Baseline Characteristics of the 257 Study Subjects.*
| Characteristic | Men | Women | ||
|---|---|---|---|---|
|
Calcium-Vitamin D Group (n=66) |
Placebo Group (n=56) |
Calcium-Vitamin D Group (n=66) |
Placebo Group (n= 69) |
|
| Age (yr) | 70.5 ± 4.9 | 71.5 ± 4.8 | 71.4 ± 4.8 | 71.9 ± 4.7 |
| Weight (kg) | 82.8 ± 11.4 | 83.4 ± 14.4 | 67.6 ± 12.3 | 68.1 ± 13.9 |
| BMI (kg/m2) | 27.2 ± 3.1 | 27.3 ± 3.8 | 26.7 ± 4.9 | 26.8 ± 5.0 |
| Waist Circumference (cm) | 98.3 ± 9.8 | 98.2 ± 12.0 | 84.5 ± 10.7 | 84.9 ± 11.4 |
| Body fat (kg) | 24.1 ± 7.4 | 23.4 ± 9.1 | 27.1 ± 9.1 | 27.0 ± 10.0 |
| Central Fat (kg) | 30.4 ± 10.0 | 29.4 ± 11.9 | 28.0 ± 10.2 | 27.7 ± 10.5 |
| Peripheral Fat (kg) | 8.9 ± 3.0 | 8.7 ± 3.5 | 13.1 ± 4.5 | 13.2 ± 5.2 |
| 25(OH)D (ng/ml) | 32.1 ± 14.6 | 32.6 ± 12.6 | 27.6 ± 12.0 | 25.2 ± 10.3 |
Plus-minus values are means ± SD.
To convert values for serum 25(OH)D to nmol/l, multiply by 2.5.

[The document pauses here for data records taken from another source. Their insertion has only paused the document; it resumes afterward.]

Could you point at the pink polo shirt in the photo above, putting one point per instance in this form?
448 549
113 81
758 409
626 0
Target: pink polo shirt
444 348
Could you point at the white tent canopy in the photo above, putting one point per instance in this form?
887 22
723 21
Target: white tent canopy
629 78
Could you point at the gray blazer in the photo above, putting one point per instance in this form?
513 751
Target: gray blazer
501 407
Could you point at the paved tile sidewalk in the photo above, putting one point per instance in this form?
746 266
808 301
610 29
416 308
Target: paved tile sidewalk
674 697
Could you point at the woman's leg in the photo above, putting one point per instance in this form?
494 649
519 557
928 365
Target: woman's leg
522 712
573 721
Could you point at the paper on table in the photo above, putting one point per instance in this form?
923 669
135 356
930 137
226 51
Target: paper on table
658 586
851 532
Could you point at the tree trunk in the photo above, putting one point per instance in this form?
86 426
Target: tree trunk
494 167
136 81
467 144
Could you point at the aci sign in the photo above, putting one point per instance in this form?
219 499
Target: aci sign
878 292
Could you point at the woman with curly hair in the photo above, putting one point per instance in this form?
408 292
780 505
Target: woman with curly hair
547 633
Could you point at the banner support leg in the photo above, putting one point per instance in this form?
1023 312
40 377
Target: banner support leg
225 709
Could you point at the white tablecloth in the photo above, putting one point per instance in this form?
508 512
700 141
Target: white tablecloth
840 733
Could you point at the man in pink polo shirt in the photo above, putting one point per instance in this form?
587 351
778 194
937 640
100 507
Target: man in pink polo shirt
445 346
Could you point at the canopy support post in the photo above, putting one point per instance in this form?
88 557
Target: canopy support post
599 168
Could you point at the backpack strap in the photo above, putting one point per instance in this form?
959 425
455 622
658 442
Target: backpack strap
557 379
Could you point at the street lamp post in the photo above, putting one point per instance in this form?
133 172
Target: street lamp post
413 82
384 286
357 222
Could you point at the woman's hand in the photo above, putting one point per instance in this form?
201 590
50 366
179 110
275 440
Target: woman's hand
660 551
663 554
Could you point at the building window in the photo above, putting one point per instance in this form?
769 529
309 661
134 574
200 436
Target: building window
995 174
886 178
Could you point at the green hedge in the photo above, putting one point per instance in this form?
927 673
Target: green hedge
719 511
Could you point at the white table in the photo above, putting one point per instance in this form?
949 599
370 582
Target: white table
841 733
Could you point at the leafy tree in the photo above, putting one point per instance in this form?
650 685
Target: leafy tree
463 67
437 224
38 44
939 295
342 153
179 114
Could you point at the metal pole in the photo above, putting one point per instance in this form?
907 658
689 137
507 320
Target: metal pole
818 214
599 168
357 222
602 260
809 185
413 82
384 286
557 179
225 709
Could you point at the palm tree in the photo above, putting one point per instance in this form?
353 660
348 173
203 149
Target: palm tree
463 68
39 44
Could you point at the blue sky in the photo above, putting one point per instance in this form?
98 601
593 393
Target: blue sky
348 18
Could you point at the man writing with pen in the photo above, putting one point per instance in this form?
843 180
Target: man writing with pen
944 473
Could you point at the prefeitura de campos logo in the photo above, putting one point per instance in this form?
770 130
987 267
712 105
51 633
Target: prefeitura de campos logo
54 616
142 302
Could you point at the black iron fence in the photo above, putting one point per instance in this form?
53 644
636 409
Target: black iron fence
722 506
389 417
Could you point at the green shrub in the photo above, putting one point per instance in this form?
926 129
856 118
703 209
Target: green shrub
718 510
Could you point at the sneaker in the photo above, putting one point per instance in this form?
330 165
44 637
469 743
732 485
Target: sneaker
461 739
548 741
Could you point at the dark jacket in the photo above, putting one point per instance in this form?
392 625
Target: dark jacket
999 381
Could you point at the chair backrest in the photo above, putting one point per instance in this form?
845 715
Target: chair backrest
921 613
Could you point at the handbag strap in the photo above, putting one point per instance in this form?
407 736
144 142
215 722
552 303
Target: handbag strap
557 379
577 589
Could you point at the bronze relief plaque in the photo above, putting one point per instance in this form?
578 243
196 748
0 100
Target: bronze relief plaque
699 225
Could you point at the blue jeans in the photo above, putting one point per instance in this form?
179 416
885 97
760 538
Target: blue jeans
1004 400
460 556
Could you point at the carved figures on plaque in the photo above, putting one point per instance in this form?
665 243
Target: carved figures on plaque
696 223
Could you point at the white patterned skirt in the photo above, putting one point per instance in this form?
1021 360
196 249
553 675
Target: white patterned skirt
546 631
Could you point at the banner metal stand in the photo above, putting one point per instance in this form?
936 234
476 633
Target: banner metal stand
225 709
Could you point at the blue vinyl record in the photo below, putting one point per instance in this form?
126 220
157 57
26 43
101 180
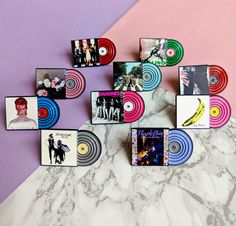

We examined associations of baseline 25(OH)D level with baseline BMI. Since the data suggested that this association was different in men and women, we analyzed men and women separately. In the women but not the men, baseline 25(OH)D level was negatively associated with baseline BMI (r=−0.25, p< 0.01, r=−0.01, NS, respectively, p = 0.05 for difference between women and men). Similarly, in multivariate regression analyses, baseline 25(OH)D level in the women was negatively associated with BMI after adjusting for season ( β= −0.67, p< 0.01). In this model, baseline 25(OH)D level was also significantly associated with season (p<0.01).
We next evaluated the association of change in 25(OH)D level in response to vitamin D supplementation with baseline BMI in the group as a whole. 132 subjects were in the calcium-vitamin D supplementation treatment group and 125 were in the placebo group. There were no significant differences in the two groups in age, male to female ratio or BMI. The two groups also did not differ significantly with respect to season of visit. Mean baseline 25(OH)D level was 29.9 ± 13.5 ng/ml (74.7 ± 33.8 nmol/l) in the calcium-vitamin D group and 28.5 ± 11.9 ng/ml (71.2 ± 29.8 nmol/l) in the placebo group (NS). As expected, the calcium-vitamin D group had a significant increase in 25(OH)D level over the course of one year compared to the placebo group [mean increase in 25(OH)D level: 19.4 ±14.1 vs. 3.7 ± 8.6 ng/ml, respectively, p< 0.01 (48.5 ± 35.3 vs. 9.3 ± 21.5 nmol/l)].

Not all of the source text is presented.